In any case, imagine that in that dream, a person approaches you and says, “wake up!” Imagine that person looks like anyone, a parent, a lover, a friend, a stranger, a guru.
Then imagine you do in fact wake up and remember the dream. If I were to ask you while you were awake whether that person in your dream who woke you up was in fact a separate person come to you in your dream OR your own mind or aspect of your inner sleeping self, what would you say?
Wouldn’t it seem obvious that since you were dreaming that all the images and people while you slept were in fact projections of your own self? If you dreamt of Santa Clause, you wouldn’t think, oh that was actually Santa visiting me in my dreams to organize his list?
Now think of your entire world of waking, dreaming and sleeping and everything in your experience as something like an extended dream in Consciousness in which the Guru comes to you and says, “Wake up!” Exactly as in the scenario above. That is Adi Da‘s message. He is NOT a separate being from you. He’s your own Self here to wake you.
But unlike in the dream analogy, everything other than the Guru in our current unconscious state is telling us to stay asleep to perpetuate the dream of separateness.
This analogy becomes very useful as an insight in a number of healthy and loving ways. Because it also communicates that everything I see or encounter, all apparently separate people and “objects” are that same Self. I have trouble accepting this when seeing Donald Trump on TV, but also keep waking up every day as “Cage” so the dream persists.

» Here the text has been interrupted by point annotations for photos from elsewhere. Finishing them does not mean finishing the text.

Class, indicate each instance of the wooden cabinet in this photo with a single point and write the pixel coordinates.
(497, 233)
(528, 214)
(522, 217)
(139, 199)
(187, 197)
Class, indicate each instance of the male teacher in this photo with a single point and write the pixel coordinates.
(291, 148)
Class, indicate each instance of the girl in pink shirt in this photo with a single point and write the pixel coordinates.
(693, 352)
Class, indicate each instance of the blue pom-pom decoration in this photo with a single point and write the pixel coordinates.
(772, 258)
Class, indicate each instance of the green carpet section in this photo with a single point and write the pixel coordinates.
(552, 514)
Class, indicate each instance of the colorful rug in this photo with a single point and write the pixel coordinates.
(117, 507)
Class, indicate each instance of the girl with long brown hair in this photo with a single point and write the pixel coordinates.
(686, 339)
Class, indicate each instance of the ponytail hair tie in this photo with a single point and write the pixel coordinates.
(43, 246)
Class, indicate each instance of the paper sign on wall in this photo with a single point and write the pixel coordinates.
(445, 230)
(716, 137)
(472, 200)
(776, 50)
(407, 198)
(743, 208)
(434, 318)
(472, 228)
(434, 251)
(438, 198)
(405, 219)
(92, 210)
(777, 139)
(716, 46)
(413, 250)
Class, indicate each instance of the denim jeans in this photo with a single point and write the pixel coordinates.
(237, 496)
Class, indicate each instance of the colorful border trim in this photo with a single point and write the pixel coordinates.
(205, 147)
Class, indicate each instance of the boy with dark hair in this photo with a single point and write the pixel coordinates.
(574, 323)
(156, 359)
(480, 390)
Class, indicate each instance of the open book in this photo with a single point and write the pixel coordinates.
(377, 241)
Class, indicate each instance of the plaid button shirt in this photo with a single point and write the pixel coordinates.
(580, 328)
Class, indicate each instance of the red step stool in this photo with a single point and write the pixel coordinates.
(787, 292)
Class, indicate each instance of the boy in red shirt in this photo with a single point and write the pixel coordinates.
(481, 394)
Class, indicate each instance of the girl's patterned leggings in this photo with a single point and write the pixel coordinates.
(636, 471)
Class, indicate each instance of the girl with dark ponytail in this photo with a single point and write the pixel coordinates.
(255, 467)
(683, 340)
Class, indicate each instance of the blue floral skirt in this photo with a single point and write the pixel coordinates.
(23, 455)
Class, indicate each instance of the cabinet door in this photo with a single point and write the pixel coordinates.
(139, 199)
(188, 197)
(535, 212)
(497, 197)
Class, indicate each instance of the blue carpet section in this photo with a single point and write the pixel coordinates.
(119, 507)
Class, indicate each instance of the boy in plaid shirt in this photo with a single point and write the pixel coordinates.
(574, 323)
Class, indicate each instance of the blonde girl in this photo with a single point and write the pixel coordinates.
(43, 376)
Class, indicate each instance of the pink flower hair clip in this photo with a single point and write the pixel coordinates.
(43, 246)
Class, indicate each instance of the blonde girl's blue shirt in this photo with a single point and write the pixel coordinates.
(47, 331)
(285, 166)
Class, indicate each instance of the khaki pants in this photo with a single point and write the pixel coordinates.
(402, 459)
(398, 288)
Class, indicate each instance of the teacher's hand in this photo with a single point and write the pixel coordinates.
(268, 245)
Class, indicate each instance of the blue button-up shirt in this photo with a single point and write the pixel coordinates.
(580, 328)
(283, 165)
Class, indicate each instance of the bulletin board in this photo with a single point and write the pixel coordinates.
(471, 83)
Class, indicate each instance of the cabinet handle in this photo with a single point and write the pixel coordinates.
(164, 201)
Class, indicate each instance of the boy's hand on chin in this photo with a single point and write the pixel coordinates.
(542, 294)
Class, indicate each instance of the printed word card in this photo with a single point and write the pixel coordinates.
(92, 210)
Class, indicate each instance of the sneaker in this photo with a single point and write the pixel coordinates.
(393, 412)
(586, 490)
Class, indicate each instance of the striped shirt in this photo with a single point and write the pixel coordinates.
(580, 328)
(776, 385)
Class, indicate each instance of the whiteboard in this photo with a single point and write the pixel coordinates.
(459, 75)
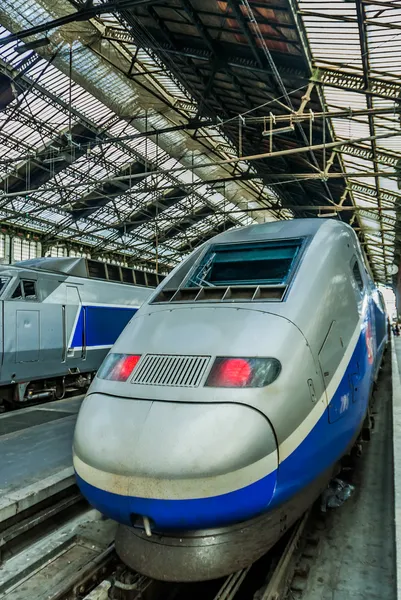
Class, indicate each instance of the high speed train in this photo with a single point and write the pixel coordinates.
(223, 410)
(58, 320)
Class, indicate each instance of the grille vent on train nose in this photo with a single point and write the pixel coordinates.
(164, 369)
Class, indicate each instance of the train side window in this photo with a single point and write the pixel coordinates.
(29, 289)
(17, 293)
(357, 275)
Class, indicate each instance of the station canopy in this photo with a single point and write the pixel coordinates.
(141, 128)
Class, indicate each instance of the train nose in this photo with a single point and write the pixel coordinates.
(184, 466)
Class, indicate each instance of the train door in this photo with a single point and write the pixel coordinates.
(74, 327)
(338, 389)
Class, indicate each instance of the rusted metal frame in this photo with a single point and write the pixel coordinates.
(345, 19)
(189, 63)
(353, 82)
(363, 38)
(215, 51)
(251, 42)
(79, 117)
(282, 89)
(80, 15)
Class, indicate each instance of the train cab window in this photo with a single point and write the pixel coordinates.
(357, 276)
(29, 289)
(3, 283)
(257, 263)
(26, 289)
(17, 293)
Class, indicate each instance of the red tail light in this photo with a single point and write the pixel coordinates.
(243, 372)
(118, 367)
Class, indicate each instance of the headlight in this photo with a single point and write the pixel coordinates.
(118, 367)
(243, 372)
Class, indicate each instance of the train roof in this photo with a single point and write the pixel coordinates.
(67, 265)
(91, 269)
(275, 230)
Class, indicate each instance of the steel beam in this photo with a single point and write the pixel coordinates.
(83, 14)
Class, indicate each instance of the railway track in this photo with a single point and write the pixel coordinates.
(280, 564)
(65, 551)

Recently, I listened to a talk called the Gorilla Sermon by Adi Da Samraj which I don’t remember hearing but no doubt was directly or indirectly the source of this metaphor of the Guru presenting Himself to you in the dream. In this talk he likens the “gorilla” with our death in pursuit of all beings and the consoling approach of religions that try to distract you from the gorilla hot on your heals. It’s a wonderful and humourous discourse.